Con il presente atto si dichiara: l’illegittimità costituzionale dell’art. 64, comma 4, lettera f-bis) e f-ter) del decreto-legge 25 giugno 2008, n.112 (Disposizioni urgenti per lo sviluppo economico, la semplificazione, la competitività, la stabilizzazione della finanza pubblica e la perequazione tributaria); inammissibile la questione di legittimità costituzionale dell’art. 64, commi 1 e 2, del citato decreto-legge n.112 del 2008, in riferimento agli artt. 117, 118 e  120  Cost., dalla Regione Piemonte con il ricorso di cui in epigrafe (ric.n.68 del 2008); inammissibile la questione di legittimità costituzionale dell’art. 64, commi 3 e 4, del citato decreto-legge n.112 del 2008, promossa, in riferimento all’art. 120 Cost., dalla  Regione Piemonte con il ricorso di cui in epigrafe (ric.n.68 del 2008); non fondate le questioni di legittimità costituzionale dell’art. 64, commi 3 e 4, lettere da a)  ad  f),  del decreto-legge n.112 del 2008, come convertito, con modificazioni, dalla legge n.133 del 2008, promosse, in riferimento agli artt.117 e 118 Cost., nonchè al principio di leale collaborazione, dalle Regioni Piemonte (ric. n.68 del 2008), Emilia-Romagna, Toscana (ric. n.74 del 2008), Lazio e Puglia, con i ricorsi di cui in epigrafe; estinto il giudizio concernente l’art.64, comma 6-bis, del decreto-legge n.112 del 2008, come convertito, con modificazioni, dalla legge n.133 del 2008, introdotto dall’art.3 del decreto-legge 7 ottobre 2008, n.154 (Disposizioni urgenti per il contenimento della spesa sanitaria e in materia di regolazioni contabili con le autonomie locali), promosso dalla Regione Abruzzo con il ricorso indicato in epigrafe; dichiara la cessazione della materia del contendere in ordine alla questione di legittimità costituzionale dell’art.64, comma 6-bis, del citato decreto-legge n. 112 del 2008, come convertito, con modificazioni, dalla legge n.133 del 2008, introdotto dall’art. 3 del decreto-legge n.154 del  2008, promosse, in riferimento, nel complesso, agli artt. 3, 5, 70, 76, 77, primo e  secondo  comma,  81, terzo comma, 89, primo comma, 97, 117, terzo, quarto e sesto comma, 118, primo e secondo comma, 119, primo e secondo  comma, 120 della Costituzione, nonchè al principio di leale collaborazione, dalle Regioni Emilia-Romagna, Piemonte (ric. n. 75 del 2008), Toscana (ric. n. 91 del 2008), Calabria, Campania  e  Basilicata.
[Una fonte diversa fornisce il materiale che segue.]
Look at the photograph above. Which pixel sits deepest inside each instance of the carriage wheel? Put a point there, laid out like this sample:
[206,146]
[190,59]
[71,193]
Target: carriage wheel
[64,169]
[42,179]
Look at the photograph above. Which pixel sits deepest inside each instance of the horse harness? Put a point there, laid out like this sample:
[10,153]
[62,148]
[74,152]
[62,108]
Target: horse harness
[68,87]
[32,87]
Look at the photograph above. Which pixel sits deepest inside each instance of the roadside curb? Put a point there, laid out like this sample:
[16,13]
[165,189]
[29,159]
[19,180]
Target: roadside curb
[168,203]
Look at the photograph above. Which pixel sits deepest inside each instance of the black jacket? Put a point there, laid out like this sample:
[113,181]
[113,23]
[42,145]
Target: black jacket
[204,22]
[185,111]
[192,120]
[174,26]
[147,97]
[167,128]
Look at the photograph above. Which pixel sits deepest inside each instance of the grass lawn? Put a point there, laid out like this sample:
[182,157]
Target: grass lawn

Dichiara inoltre la cessazione della materia del contendere in ordine alla questione di legittimità costituzionale dell’art.64, comma 6-bis, del citato decreto-legge n.112 del 2008 promossa dalla Regione Siciliana, in riferimento agli artt.14, lettera r) e 17, lettera d), del decreto legislativo 15 maggio 1946, n.455 (Approvazione dello Statuto della Regione siciliana), agli artt. 1, 4 e 6 del decreto del Presidente della Repubblica 14 maggio 1985, n.246 (Norme di attuazione dello Statuto della Regione siciliana in materia di pubblica istruzione), all’art. 117, terzo comma, 118 e 120, secondo comma, Cost., con riguardo all’art.10 della legge costituzionale 18 ottobre 2001, n.3 (Modifiche al titolo V della parte seconda della Costituzione), nonchè ai principi di ragionevolezza, di buon andamento dell’attività amministrativa e di leale collaborazione.